Selanjutnya DJ (PPTK), menandatangani dokumen survei harga yang tidak pernah dilakukan, membantu menyiapkan dokumen pengadaan menggunakan data dari penyedia, dan menandatangani kelengkapan administrasi untuk pembayaran meski pekerjaan belum rampung.

BR (Penyedia barang) memberikan dokumen teknis kepada DJ untuk mengunci spesifikasi sejak awa dan Menyiapkan tautan e-katalog, screenshot produk sebagai lampiran resmi, dan mengirim barang yang diduga tidak sesuai dengan ketentuan dokumen pengadaan.

Ketiga tersangka dijerat pasal tindak pidana korupsi berdasarkan UU 31/1999 jo UU 20/2001 serta Pasal 55 ayat (1) KUHP. Mereka menghadapi hukuman minimal 4 tahun penjara dan maksimal seumur hidup.

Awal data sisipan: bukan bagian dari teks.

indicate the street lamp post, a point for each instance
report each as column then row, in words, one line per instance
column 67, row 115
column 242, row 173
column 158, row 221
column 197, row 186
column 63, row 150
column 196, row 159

Penyidik memperkirakan kerugian negara mencapai Rp10,8 miliar dari proyek yang awalnya bernilai Rp20 miliar, namun melonjak menjadi Rp24,9 miliar.

Bambang menegaskan bahwa penetapan tiga tersangka ini bukan akhir dari kasus. Pihaknya masih menelusuri dugaan keterlibatan pihak lain, baik dari instansi pemerintah maupun perusahaan yang terkait pengadaan.

“Masih ada sejumlah pihak yang sedang diperiksa. Kami akan buka hasilnya ketika seluruh prosesnya sudah tuntas,” ucapnya.